While the confirmation of Sonia Sotomayor as the first Hispanic associate justice of the supreme court is a laudable achievement in light of our history, the fact that the media and the nation are making such a big deal about it means that we still have a ways to go in terms of how we think about race.
It is said that in thirty or forty more years, everyone will be part of a minority, but until then, it’s interesting to note that when ethnic labels are used to describe people, it’s usually in relation to groups from which the labelers wish to remain distinct.
When was the last time you heard the term, “English-American,” or “Dutch-American?” I don’t know if Chief Justice Rehnquist was the first American of Scandinavian extraction to hold his position, but I can’t recall anybody bringing it up at the time.
The very term “Hispanic,” a Nixon-era moniker, was concocted so that government could isolate a certain group from the rest of us for separate treatment.
Such a label—whether for good or ill--entrenches racist thinking within all groups.
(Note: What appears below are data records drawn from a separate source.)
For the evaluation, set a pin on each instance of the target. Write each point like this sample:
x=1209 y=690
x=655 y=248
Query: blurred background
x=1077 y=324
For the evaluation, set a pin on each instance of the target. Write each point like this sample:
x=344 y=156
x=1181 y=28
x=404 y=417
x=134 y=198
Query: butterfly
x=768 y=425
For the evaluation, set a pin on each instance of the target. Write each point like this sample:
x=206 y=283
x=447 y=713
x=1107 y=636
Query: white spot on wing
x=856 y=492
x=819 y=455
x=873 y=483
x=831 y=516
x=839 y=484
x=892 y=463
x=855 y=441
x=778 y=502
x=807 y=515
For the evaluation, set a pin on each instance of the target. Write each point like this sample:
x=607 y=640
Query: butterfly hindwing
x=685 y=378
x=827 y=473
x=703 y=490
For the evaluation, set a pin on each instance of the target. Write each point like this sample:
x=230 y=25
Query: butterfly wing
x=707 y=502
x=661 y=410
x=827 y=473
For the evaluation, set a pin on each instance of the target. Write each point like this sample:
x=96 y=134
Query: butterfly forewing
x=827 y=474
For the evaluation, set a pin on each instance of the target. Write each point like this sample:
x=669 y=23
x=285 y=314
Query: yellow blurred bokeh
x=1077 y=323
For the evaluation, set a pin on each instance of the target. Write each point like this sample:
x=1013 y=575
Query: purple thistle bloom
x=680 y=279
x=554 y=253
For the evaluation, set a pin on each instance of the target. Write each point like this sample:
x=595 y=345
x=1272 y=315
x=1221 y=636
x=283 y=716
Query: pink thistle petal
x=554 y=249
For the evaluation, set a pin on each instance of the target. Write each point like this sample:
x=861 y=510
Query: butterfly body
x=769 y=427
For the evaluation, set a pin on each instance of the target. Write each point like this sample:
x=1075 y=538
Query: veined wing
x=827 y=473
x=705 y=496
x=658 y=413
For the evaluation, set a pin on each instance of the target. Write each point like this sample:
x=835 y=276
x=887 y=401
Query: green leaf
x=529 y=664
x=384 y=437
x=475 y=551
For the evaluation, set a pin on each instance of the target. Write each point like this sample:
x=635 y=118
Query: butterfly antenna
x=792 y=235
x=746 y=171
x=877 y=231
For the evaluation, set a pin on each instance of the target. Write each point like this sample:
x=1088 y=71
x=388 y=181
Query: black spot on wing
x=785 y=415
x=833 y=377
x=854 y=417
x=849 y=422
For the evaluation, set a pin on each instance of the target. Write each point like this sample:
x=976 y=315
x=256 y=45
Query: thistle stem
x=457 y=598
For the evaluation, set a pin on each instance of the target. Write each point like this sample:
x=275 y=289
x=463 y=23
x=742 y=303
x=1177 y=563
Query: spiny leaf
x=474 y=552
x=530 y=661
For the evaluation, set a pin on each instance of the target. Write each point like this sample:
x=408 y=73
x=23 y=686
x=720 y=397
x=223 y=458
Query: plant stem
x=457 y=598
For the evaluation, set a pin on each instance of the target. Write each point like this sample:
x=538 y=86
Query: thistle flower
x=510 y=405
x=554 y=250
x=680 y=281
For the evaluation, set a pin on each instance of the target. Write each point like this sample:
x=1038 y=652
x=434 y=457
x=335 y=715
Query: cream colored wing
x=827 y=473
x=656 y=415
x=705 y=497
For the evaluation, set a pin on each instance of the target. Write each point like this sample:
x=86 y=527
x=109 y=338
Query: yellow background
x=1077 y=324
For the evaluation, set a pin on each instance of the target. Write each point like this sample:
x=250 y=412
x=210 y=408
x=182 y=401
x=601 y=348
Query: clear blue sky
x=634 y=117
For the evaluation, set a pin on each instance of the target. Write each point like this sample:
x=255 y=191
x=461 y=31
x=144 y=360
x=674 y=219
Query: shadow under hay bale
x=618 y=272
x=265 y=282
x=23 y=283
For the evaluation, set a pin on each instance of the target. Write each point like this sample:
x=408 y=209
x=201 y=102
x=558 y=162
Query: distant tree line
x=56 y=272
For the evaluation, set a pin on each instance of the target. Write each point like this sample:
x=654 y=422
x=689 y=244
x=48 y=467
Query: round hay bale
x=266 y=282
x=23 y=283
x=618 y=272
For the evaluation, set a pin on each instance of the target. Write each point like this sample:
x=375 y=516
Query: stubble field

Moreover, it’s inaccurate. A Puerto Rican has about as much in common with a Peruvian as my grandmother—a Polish immigrant--had with the descendents of the Mayflower pilgrims. Nevertheless, various groups would label them Hispanic and Anglo, respectively, in a misbegotten attempt to categorize them according to ethnic origin.
If we can’t get it right, why not just drop it altogether? Would that it were that simple.